Before acting on this information, consider your personal circumstances and seek advice where appropriate.

How to apply

  1. Gather your information

    You’ll need:

    • your CSC member number (found in CSC Navigator or on your annual statement)
    • Tax File Number
    • the amount you’ll transfer to start your TTR account e.g. from your existing PSSap account, other super funds or personal contributions
    • your investment option(s)
    • bank account details to receive payments
    • identity documents for digital verification, or certified copies e.g. your passport and driver licence
    • beneficiary nomination
  2. Complete your application

    Start your application online or download a PDF form.

    For help, call 1300 736 096.

  3. Consolidate your funds

    Based on your application, your funds will be consolidated into your PSSap account (or a PSSap Ancillary account will be set up for you if you don’t already have one).

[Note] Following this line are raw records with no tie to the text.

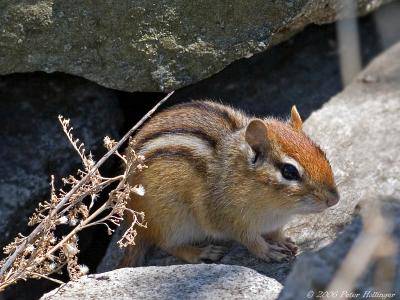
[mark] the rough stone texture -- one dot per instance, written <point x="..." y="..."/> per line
<point x="359" y="130"/>
<point x="313" y="272"/>
<point x="33" y="145"/>
<point x="147" y="45"/>
<point x="362" y="141"/>
<point x="173" y="282"/>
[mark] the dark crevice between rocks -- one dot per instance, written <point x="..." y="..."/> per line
<point x="302" y="71"/>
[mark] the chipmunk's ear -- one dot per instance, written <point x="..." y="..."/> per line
<point x="296" y="121"/>
<point x="256" y="137"/>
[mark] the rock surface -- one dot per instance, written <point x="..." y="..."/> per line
<point x="359" y="130"/>
<point x="33" y="145"/>
<point x="173" y="282"/>
<point x="313" y="272"/>
<point x="147" y="45"/>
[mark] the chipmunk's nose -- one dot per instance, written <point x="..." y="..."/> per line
<point x="333" y="198"/>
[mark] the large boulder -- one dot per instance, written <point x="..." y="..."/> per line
<point x="33" y="145"/>
<point x="150" y="45"/>
<point x="359" y="129"/>
<point x="173" y="282"/>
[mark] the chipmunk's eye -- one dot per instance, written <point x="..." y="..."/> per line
<point x="290" y="172"/>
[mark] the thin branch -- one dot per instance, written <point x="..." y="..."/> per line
<point x="39" y="228"/>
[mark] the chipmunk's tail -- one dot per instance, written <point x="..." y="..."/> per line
<point x="134" y="255"/>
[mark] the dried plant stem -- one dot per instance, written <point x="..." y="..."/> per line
<point x="64" y="200"/>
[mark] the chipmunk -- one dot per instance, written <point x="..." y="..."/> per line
<point x="215" y="173"/>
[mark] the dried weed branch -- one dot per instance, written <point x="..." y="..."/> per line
<point x="42" y="253"/>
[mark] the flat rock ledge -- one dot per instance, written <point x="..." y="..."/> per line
<point x="172" y="282"/>
<point x="150" y="45"/>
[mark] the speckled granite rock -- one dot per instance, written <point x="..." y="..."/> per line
<point x="359" y="129"/>
<point x="173" y="282"/>
<point x="33" y="145"/>
<point x="147" y="45"/>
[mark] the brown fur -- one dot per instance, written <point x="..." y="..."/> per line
<point x="213" y="173"/>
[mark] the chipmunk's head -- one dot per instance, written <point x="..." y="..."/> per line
<point x="291" y="164"/>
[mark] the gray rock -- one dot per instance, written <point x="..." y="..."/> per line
<point x="33" y="146"/>
<point x="313" y="272"/>
<point x="360" y="129"/>
<point x="147" y="45"/>
<point x="173" y="282"/>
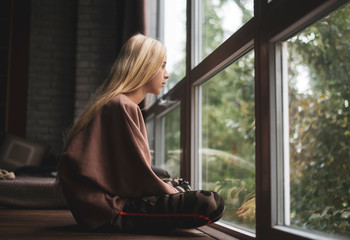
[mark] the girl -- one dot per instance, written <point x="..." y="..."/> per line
<point x="105" y="171"/>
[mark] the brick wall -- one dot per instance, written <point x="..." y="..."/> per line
<point x="72" y="48"/>
<point x="96" y="47"/>
<point x="51" y="80"/>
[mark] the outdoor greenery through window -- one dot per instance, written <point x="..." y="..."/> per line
<point x="227" y="140"/>
<point x="169" y="147"/>
<point x="318" y="74"/>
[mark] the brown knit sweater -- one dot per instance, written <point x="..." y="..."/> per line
<point x="108" y="162"/>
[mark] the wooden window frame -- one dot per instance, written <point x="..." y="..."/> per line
<point x="272" y="21"/>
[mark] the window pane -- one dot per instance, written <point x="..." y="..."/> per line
<point x="227" y="140"/>
<point x="169" y="155"/>
<point x="151" y="139"/>
<point x="173" y="34"/>
<point x="319" y="130"/>
<point x="220" y="19"/>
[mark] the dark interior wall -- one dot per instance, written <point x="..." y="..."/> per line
<point x="96" y="47"/>
<point x="51" y="80"/>
<point x="72" y="47"/>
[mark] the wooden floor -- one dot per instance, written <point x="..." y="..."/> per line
<point x="59" y="224"/>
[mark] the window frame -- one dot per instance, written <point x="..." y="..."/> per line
<point x="273" y="21"/>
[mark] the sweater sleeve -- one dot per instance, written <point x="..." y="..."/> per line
<point x="132" y="173"/>
<point x="107" y="163"/>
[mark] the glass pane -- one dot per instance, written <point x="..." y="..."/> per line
<point x="319" y="128"/>
<point x="173" y="34"/>
<point x="220" y="19"/>
<point x="227" y="140"/>
<point x="171" y="136"/>
<point x="151" y="139"/>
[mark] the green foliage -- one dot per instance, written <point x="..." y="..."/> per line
<point x="239" y="197"/>
<point x="319" y="126"/>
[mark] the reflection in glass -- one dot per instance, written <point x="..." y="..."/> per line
<point x="151" y="138"/>
<point x="173" y="34"/>
<point x="171" y="135"/>
<point x="227" y="140"/>
<point x="318" y="73"/>
<point x="220" y="19"/>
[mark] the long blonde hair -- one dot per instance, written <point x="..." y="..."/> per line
<point x="138" y="61"/>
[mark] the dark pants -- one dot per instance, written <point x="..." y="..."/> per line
<point x="162" y="213"/>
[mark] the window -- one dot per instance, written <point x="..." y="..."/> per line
<point x="257" y="109"/>
<point x="173" y="16"/>
<point x="169" y="126"/>
<point x="226" y="152"/>
<point x="315" y="93"/>
<point x="218" y="20"/>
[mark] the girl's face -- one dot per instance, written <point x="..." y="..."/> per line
<point x="156" y="83"/>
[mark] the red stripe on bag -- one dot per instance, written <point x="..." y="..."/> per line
<point x="166" y="215"/>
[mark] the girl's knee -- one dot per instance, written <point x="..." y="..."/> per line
<point x="211" y="204"/>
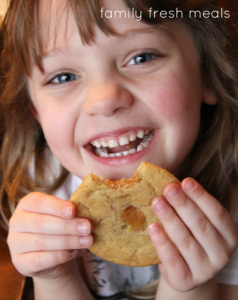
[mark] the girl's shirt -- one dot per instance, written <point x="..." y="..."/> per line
<point x="107" y="279"/>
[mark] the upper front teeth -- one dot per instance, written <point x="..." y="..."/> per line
<point x="125" y="139"/>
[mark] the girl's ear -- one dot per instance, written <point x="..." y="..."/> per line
<point x="209" y="96"/>
<point x="34" y="112"/>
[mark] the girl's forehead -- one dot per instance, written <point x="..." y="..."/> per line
<point x="58" y="24"/>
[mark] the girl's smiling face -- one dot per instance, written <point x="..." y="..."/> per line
<point x="144" y="79"/>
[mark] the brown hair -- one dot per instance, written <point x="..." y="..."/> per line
<point x="213" y="161"/>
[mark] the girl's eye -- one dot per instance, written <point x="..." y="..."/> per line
<point x="63" y="78"/>
<point x="141" y="58"/>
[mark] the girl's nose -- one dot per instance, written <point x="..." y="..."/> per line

  4. Your CSCri account will be set up

    Once your information and funds are received and your application is accepted, your account is generally set up in around three business days.

  5. Welcome to CSCri

    You’ll receive a welcome email or letter with your CSCri account details. You’ll also be able to view all your CSC accounts, including your PSSap account (if applicable), online by logging into CSC Navigator.

Stories from CSCri members Gerard's story

Gerard, a PSS and CSCri member, was diagnosed with bowel cancer, and this drastically changed his retirement plans. He was going to retire early, but instead took advantage of CSCri’s transition to retirement income stream to supplement his sick leave. Gerard appreciated the flexibility, including the ability to vary his income.